C’était sans compter les écologistes. Ils ont fait savoir que le désamiantage n’était pas terminé et qu’il n’y avait aucune raison d’exposer des ouvriers indiens au mésothéliome. Ils parlaient d’or. Mais un reportage télévisé a montré que les Indiens pensent plus à toucher un salaire qu’à se protéger contre la maladie ; qu’ils ont besoin de travail ; et que si ce n’est pas le « Clem », ce sera un autre navire. Toutefois, le point de vue des ouvriers en Inde n’est pas celui de la justice : saisie par des écologistes indiens (il y en a), la Cour suprême a interdit l’arrivée du « Clemenceau » dans les eaux indiennes. Pour accepter des emplois dangereux, on n’en a pas moins sa dignité. En attendant que l’Etat français épuise tous les recours, le « Clem » avance au ralenti, à environ quinze jours des côtes indiennes.
Interrogée par une radio, Corinne Lepage, ancienne ministre de l’Environnement, a parfaitement expliqué la situation : ce n’est pas honorable pour la France, a-t-elle dit en substance, de délocaliser sa pollution.
De sorte que chacun est dans son rôle : les écologistes qui, le coeur sur la main, ne veulent pas qu’on rende malades les ouvriers indiens, la justice indienne qui n’a pas voulu balayer l’amiante sous le tapis, l’Etat français qui doit chercher le meilleur prix pour le démantèlement du navire. Même l’Egypte, qui n’est pas vraiment spécialisée dans l’environnement, a fait mine de retarder le navire quand il s’est présenté à l’entrée du canal de Suez. C’est dire le pouvoir de nuisance des écologistes : le gouvernement indien aurait sans doute préféré ne rien savoir et donner du travail au chantier de démolition ; le gouvernement français aurait préféré payer moins cher pour se débarrasser de ce qui n’est pas encore une épave. Mardi, Dominique de Villepin et Michèle Alliot-Marie ont déclaré, chacun de son côté, que le gouvernement français obéirait au droit indien, tel qu’il sera édicté par la Cour suprême.

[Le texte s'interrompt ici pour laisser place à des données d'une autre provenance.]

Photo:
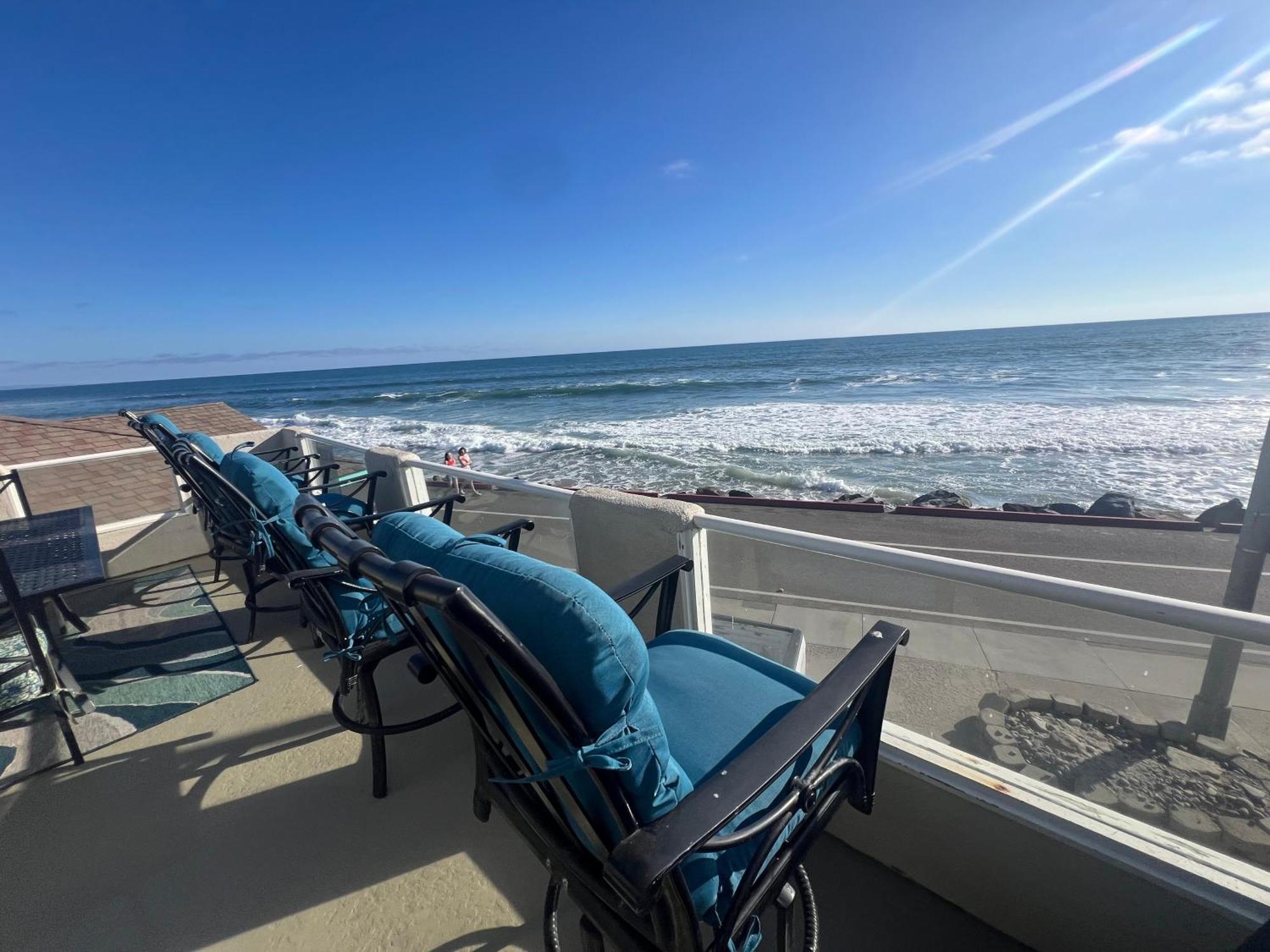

SI PEU D'AMOUR POUR UNE SI BELLE REPLIQUE / NE M'APPELEZ PLUS JAMAIS CLEMENCEAUL’amiante disparu. Autrement dit, le « Clem » pourrait revenir en France, ce qui commence à faire cher pour un bateau dont personne ne veut plus. Là-dessus, on apprend (toujours ces empêcheurs de tourner en rond que sont les écologistes) qu’on ne retrouve pas une partie de la quantité d’amiante à bord du navire : elle ne serait pas à bord, elle ne serait pas davantage entre les mains de la société française qui a procédé à une partie du désamiantage. Laquelle société jure que le tonnage d’amiante retiré du « Clem » correspond exactement à ce qui figure sur ses factures.La ministre de la Défense, Michèle Alliot-Marie, a ordonné une enquête et insisté sur la transparence des actions de son ministère. Elle est, il est vrai, irréprochable. Elle aussi est parfaitement dans son rôle : la ministre qui a sacrifié quelques officiers, accusés d’avoir fait liquider un Ivoirien, à la justice, ne risquait pas de noyer le « Clem » dans un discours bureaucratique. Justice française, justice indienne, Michèle Alliot-Marie demeure exemplaire quand il s’agit d’appliquer un principe et de refuser tout accommodement.
En tout cas, une chose est sûre : le « Clem », que tout le monde veut oublier, a la peau dure. Il résiste si bien qu’il mérite de rentrer chez lui et de finir ses jours comme musée flottant.